The connection between memories and what we eat is a strong one. If I wanted I could recall my entire life as a timeline through what I ate, or just foods I remember, each particular thing imprinted for a reason only my esculent oriented brain could tell you. Wild mushrooms are no exception, and the memories connected with them even more vivid for those that hunt them. I bet anyone who’s picked a morel can probably tell you about the first time they ate them, where they were, who they were with, and how they were prepared.
This salad isn’t a memory of mine, it’s my girlfriends. When she arrived in France to study abroad for a semester as a teenager, one of the first things she did was go to a little bistro and get something to eat. Here’s the story she told me.
It was her first night in Paris as a Fulbright scholar, she didn’t have much money, but took a little of what she had to treat herself to dinner. She walked around for a while and found an inviting looking bistro filled with dim, romantic lighting, that classic French restaurant music and lots of cool looking French people, it felt comfortable, a welcoming sight in the new country she’d be calling home for a time.
Her French was still a little choppy, and she remembered feeling self-conscious about it talking to her waiter, a calm older gentleman. She asked him what she should order, and he told her about a salad they were serving with morilles (moh-reez), or morels. She didn’t know all of the other ingredients on the menu, but she knew morels from back home in Wisconsin. Being a little homesick, she ordered the salad and the nicest glass of French wine she could afford.
When the salad arrived, she could smell the steaming morels, drenched in butter and smothering a grilled slice of pain de campagna (google boule for a picture of the classic loaf the restaurant used) along with melted goat cheese.
She ate her morel salad, divvying up every last piece of cheese toast, lettuce and morels equally so that every bite was perfect. She washed down the salad with the rest of the wine and went out into the night happy, and satisfied.
It’s fascinating to me how a nudge or question about food memories can bring you immediately back into the moment, into the memory. I could’ve closed my eyes and been in the little bistro with her while I listened to all the details.
For her, the morels were a little taste of home, a little something new and seemed to me a sort of symbol of her stay in France, which ended up being a personal journey that would influence her the rest of her life, and consequentially through her work being a writer and editor, the lives of millions of people in the years to follow.
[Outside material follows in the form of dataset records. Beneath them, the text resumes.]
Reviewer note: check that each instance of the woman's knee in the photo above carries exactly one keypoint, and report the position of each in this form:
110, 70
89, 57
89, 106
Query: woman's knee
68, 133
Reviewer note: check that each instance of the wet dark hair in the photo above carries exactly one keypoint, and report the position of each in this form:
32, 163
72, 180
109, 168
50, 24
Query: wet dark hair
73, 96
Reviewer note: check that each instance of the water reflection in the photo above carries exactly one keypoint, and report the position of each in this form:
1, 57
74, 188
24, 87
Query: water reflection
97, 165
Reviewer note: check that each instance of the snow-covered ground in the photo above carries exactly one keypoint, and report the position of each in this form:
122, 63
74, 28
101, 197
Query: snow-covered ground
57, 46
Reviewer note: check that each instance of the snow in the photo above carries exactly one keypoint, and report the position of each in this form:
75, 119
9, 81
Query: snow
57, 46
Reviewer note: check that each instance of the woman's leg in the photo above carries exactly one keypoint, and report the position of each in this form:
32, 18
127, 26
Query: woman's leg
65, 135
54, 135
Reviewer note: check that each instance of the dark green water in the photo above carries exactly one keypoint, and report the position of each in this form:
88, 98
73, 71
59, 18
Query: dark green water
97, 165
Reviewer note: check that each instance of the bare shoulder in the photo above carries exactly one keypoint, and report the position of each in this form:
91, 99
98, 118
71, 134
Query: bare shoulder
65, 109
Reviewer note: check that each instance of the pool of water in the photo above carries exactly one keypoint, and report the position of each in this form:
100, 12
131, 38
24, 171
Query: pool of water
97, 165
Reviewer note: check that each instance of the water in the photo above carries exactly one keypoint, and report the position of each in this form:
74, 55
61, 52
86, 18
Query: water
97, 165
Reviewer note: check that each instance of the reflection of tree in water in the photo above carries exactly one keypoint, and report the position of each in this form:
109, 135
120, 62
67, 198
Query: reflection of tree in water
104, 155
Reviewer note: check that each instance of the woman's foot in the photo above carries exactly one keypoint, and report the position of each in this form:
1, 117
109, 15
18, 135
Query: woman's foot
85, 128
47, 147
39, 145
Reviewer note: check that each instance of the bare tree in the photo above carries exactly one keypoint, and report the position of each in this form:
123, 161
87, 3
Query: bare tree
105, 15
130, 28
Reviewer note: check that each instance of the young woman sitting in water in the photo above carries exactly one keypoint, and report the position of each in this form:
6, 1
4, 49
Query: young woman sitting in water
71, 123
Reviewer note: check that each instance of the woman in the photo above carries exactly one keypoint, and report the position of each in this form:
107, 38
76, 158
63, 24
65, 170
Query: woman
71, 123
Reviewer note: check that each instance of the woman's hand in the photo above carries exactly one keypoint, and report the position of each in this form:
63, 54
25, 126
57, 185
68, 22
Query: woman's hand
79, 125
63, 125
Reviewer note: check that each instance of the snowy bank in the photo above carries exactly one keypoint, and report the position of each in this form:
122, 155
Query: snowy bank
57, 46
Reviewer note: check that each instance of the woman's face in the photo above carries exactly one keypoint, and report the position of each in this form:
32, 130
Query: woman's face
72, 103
French Morel Mushroom Salad
A great variation would be to get some really nice French cheese to melt on the toast here. St Marcellin, a brie, boucheron, or another of your choice would be great. I use my favorite chevre (from Donnay dairy) because it’s what I had on hand, but you’d be rewarded for going out of your way to get a little bit of something special.
Serves 2 as a light entree
- 4 ounces fresh morel mushrooms
- 4 ounces fresh slab bacon (optional, but recommended)
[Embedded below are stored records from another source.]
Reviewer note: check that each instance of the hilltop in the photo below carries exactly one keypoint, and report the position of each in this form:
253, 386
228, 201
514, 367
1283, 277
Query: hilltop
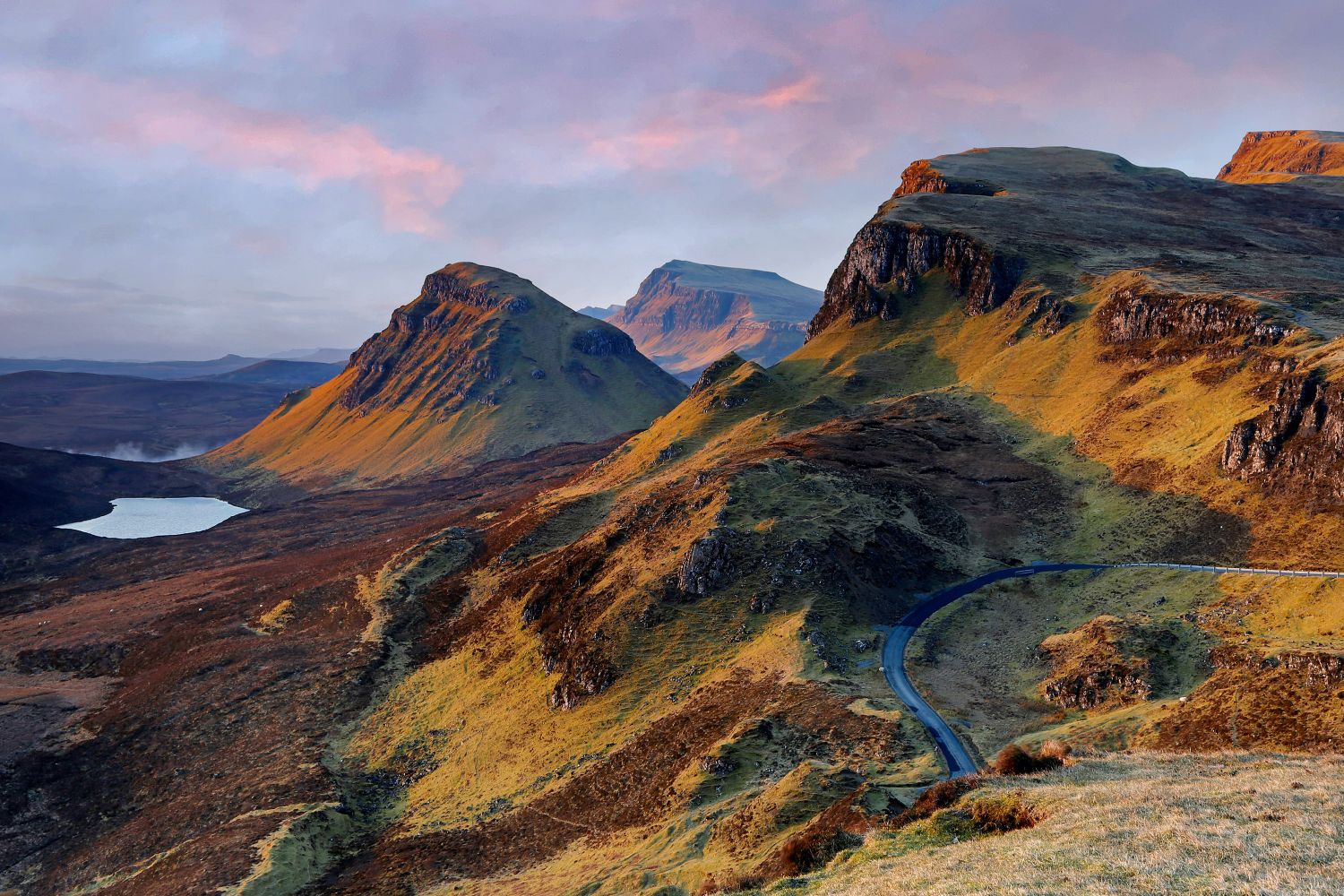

- 3 tablespoons unsalted butter
- Fresh cut chives, sliced 1/4 inch, to taste
- 1/4 cup red wine vinegar
- Kosher salt and fresh ground black pepper, to taste
- 6 ounces, highest quality salad greens you can find, a mix of tender sweet lettuces, washed, and dried. I like varieties like deer tongue, speckled romaine, oak leaf and small butterhead.
- 2 slices of rustic French boule, or another bread you like, cut into 1/2 inch slices +a little flavorless oil for grilling
- 1/4 cup soft, spreadable chevre (if your chevre isn’t spreadable I loosen it by stirring in a little heavy cream)
- Trim, clean and rinse the morels if needed to remove any grit, then allow to dry on towels.
- Dice the bacon into 1/2 inch cubes, then cook slowly in a heavy pan, like a cast iron skillet or 10 inch saute pan, add the vinegar to the pan and cook for a few minutes, then pour the bacon-vinegar mixture into a small bowl and reserve.
- Wipe out the pan so you can cook the morels in it. Meanwhile, oil and grill the bread or fry in a pan (it’s better grilled). Melt the butter in the pan and add the morels and cook until any juices have evaporated and the morels are caramelized, season the morels to taste with salt and pepper.
- To plate the salad toss the vinegar-bacon dressing with the lettuces, adjust the seasoning as needed, then divide the salad evenly between two room temperature plates. Take a piece of hot grilled toast and smear with some of the goat cheese, then put on top of the salad, and divide the morels evenly between the two pieces of toast on each plate. Sprinkle each plate generously with the chives and serve immediately.